WASHINGTON ― With the U.S. military facing a rising tide of aviation mishaps, the decision to cut maintenance budgets in 2013 continues to loom large as a potentially historic moment for the Pentagon.
While it is not the sole culprit, voices both inside and outside the Pentagon concede the mandatory budget cuts imposed in 2013 by sequestration caused significant damage to the military’s ability to sustain and maintain its aircraft, contributing to year-over-year increases in aviation mishaps.
Eric Fanning was acting secretary of the Air Force when sequestration became law of the land. He had a first-hand look at the process the service experienced. In a recent interview with Defense News, he acknowledged the operations and maintenance accounts were disproportionately impacted by the cuts ― but said there was no other realistic option.
“When you have to cut quickly, you go to your operations and maintenance accounts,” said Fanning, now the head of the Aerospace Industries Association trade group. “That’s the place you have to go when you have to make quick cuts. That’s the money that’s available to you.”
Overall, Air Force mishaps rose 16 percent between 2013 and 2017. Across the military, accidents involving all of the Defense Department’s warplanes — manned fighter, bomber, helicopter, tiltrotor and cargo aircraft — rose nearly 40 percent during that time.
To make matters worse, the building was under strict orders not to plan for sequestration, even as it inched closer, a political decision intended to put pressure on Congress to make a deal that resulted in the military having to scramble to find immediate savings.
“In hindsight I think everybody would say we would have liked to have done that differently,” Fanning now says. “So we were caught unprepared in some ways.”
As a result, service leaders had to quickly gather and make decisions about what could be cut. With the fiscal year already half over, cutting acquisition projects already underway was unrealistic, leaving few options for where to find savings.It won’t be until a plane literally falls out of the sky that people are going to realize what’s going on.
“What we did in the Air Force, you pulled together the very senior leadership. You literally put the Air Force budget in sort of visual representation on a wall and started to have a conversation about what can we do without, what can we cancel, what can we push out two, three, five years,” Fanning explained.

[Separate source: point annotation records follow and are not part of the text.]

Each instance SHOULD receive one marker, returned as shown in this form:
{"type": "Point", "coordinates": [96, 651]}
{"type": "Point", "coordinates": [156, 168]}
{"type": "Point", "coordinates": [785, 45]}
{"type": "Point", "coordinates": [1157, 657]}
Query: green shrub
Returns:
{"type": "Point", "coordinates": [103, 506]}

Those programs that could be pushed were generally modernization efforts that had already been delayed, meaning older airframes would have to fly longer and stretched further ― at the same time that maintenance budgets are being cut and experienced maintainers are being offered early retirement.
However, Fanning stressed that the current aviation crisis was not just related to sequestration. It was the mix of budget cuts and ongoing operational requirements, which only increased with the launch of the mission against the Islamic State group in late 2014.
“If you want to cut the budget to the military, you’ve got to think about what you’re going to ask the military to stop doing,” he noted. “To try and keep the military the size that it is on the tempo that it is and cut the budget, something is going to give eventually.”
While there is now consensus around the impact of sequestration on the military’s readiness, it was difficult for the Air Force to sell that message at the time.
“I felt like we were sounding a little bit like Chicken Little and it wasn’t having an impact, and I’m like: You know what? It won’t be until a plane literally falls out of the sky that people are going to realize what’s going on,” Fanning said.
“And I think you’re starting now to see the aggregate cumulative effect of that.”